An inside look at the struggles former prisoners face in reentering society
Every year, roughly 650,000 people prepare to reenter society after being released from state and federal prisons. In Halfway House, Liam Martin shines a light on their difficult journeys, taking us behind the scenes at Bridge House, a residential reentry program near Boston, Massachusetts.
Drawing on three years of research, Martin explores the obstacles these former prisoners face in the real world. From drug addiction to poverty, he captures the ups and downs of life after incarceration in vivid, engaging detail. He shows us what, exactly, it is like to live in a halfway house, giving us a rare, up-close view of its role in a dense and often confusing web of organizations governing prisoner reentry.
Martin asks us to rethink the possibilities—and pitfalls—of using halfway houses to manage the worst excesses of mass incarceration.

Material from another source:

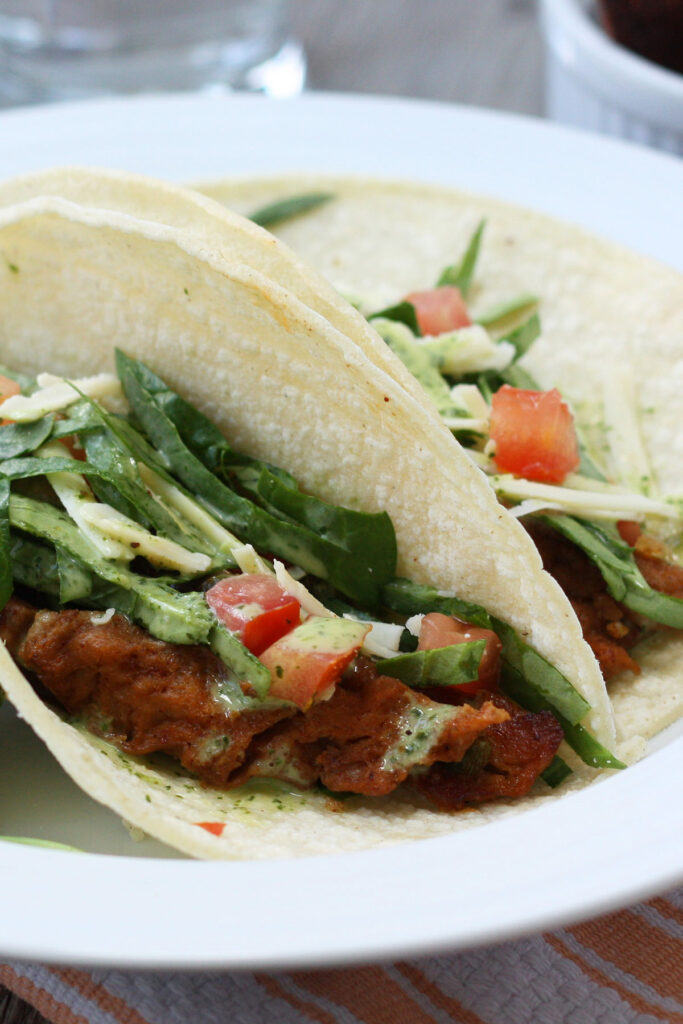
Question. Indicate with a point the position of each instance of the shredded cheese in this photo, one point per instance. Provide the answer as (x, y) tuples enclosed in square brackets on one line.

A portrait of life in the long shadow of the carceral state, Halfway House lets us see the struggles of reentry through the eyes of former prisoners.

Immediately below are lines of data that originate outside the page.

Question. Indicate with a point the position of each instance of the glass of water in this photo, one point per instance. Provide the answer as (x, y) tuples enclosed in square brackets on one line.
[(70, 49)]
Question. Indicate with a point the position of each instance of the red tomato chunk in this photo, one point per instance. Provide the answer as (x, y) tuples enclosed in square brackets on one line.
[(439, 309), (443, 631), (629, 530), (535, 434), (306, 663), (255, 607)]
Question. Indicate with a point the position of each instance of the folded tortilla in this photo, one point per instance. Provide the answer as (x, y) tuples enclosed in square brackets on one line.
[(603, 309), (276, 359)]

Liam Martin is a Lecturer at the Institute of Criminology at Victoria University of Wellington.
Martin empathetically plunges us into the cauldron of America’s carceral mesh of punishment, mandatory treatment, homelessness and interminable abuse at the height of the US overdose epidemic. We meet an inspiringly charismatic Puerto Rican heroin injector, with a history of violent crime and chronic incarceration, who actually manages to recover from chronic injection, drug use, violent crime and re-incarceration against all structural odds by bravely confronting the heartbreakingly painful breakdown of his battered body.

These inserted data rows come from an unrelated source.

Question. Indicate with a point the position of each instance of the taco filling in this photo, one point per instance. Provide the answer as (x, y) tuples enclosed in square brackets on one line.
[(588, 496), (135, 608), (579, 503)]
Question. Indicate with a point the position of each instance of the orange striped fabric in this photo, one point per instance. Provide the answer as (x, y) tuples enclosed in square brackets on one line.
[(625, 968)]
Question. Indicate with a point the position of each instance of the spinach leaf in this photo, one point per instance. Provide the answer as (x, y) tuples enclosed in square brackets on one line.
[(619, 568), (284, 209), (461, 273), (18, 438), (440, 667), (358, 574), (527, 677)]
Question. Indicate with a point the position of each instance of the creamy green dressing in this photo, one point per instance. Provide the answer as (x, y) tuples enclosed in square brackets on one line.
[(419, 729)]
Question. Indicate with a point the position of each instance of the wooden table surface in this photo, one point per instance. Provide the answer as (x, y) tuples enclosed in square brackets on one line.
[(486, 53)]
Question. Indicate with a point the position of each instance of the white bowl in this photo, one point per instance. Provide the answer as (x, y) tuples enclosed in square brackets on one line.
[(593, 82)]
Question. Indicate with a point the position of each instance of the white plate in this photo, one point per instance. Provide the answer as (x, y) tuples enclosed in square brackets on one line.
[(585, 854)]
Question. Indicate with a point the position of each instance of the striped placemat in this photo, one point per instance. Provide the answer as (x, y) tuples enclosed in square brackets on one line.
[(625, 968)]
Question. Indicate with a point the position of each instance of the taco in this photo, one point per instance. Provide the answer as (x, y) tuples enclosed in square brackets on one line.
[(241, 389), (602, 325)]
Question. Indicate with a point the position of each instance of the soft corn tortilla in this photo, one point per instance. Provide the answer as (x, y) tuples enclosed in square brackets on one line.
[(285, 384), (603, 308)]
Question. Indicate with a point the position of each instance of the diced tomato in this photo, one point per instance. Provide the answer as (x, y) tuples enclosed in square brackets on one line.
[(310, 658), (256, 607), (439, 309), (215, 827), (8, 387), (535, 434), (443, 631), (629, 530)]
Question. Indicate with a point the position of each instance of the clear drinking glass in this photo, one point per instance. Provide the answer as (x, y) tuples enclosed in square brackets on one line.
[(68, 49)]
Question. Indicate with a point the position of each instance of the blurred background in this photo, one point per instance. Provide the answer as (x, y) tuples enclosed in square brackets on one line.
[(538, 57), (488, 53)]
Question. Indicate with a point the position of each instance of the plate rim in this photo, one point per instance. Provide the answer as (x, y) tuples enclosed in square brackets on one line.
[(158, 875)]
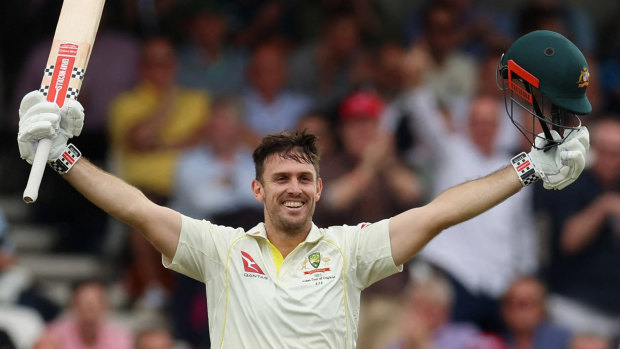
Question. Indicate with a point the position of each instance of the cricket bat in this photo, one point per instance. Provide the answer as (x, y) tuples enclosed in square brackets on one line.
[(65, 69)]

~Philippe Bourgois, author of In Search of Respect: Selling Crack in El Barrio
Halfway House tells the story of the transition from prison to community, helping us think about reentry and formerly incarcerated people in a different light. Liam Martin successfully identifies and illuminates the many tensions inherent in the halfway house model and offers a compelling and ultimately very human account of the lives of men trying to 'make good.'
~Natasha Frost, co-author of The Punishment Imperative: The Rise and Failure of Mass Incarceration in America
Martin focuses on the role of the halfway house in a dense and often confusing web of organizations governing prisoner reentry and calls for a rethinking of the possibilities and pitfalls of using halfway houses to manage the worst excesses of mass incarceration.
~Law and Social Inquiry
This highly sophisticated, indeed exemplary, ethnographic study of Bridge House, a halfway house in Boston, is an essential contribution to contemporary and future discussions within both academic and policy-making circles. It is an excellent account of the many dilemmas surrounding reentry organizations and programs that still retain many carceral elements that the target population experienced in prisons and jails.
~C. Powell, formerly, University of Southern Maine, Choice
Across nine chapters, Martin offers a moving ethnographic account of Joe's experience at Bridge House, framed with sharp insights into the social forces bearing down on him within and beyond this public and privately funded organization… Like the concept of carceral care, this book is fundamentally about contradictions.